[Rd] R 3.5.3 and 3.6.0 alpha Windows bug: UTF-8 characters in code are simplified to wrong ones

Wed Apr 10 18:32:19 CEST 2019

On Wed, Apr 10, 2019 at 5:45 PM Duncan Murdoch <murdoch.duncan using gmail.com> wrote:
>
> On 10/04/2019 10:29 a.m., Yihui Xie wrote:
> > Since it is "technically easy" to disable the best fit conversion and
> > the best fit is rarely good, how about providing an option for
> > code/package authors to disable it? I'm asking because this is one of
> > the most painful issues in packages that may need to source() code
> > containing UTF-8 characters that are not representable in the Windows
> > native encoding. Examples include knitr/rmarkdown and shiny. Basically
> > users won't be able to knit documents or run Shiny apps correctly when
> > the code contains characters that cannot be represented in the native
> > encoding.
>
> Wouldn't things be worse with it disabled than currently?  I'd expect
> the line containing the "ř" to end up as NA instead of converting to "r".

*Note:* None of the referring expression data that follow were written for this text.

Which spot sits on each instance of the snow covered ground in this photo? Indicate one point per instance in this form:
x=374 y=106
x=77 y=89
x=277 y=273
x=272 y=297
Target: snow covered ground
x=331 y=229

I don't think it would be worse, because in this case R would not
implicitly convert strings to (best fit) latin1 on Windows, but
instead keep the (correct) string in its UTF-8 encoding. The NA only
appears if the user explicitly forces a conversion to latin1, which is
not the problem here I think.

The original problem that I can reproduce in RGui is that if you enter
 "ř" in RGui, R opportunistically converts this to latin1, because it
can. However if you enter text which can definitely not be represented
in latin1, R encodes the string correctly in UTF-8 form.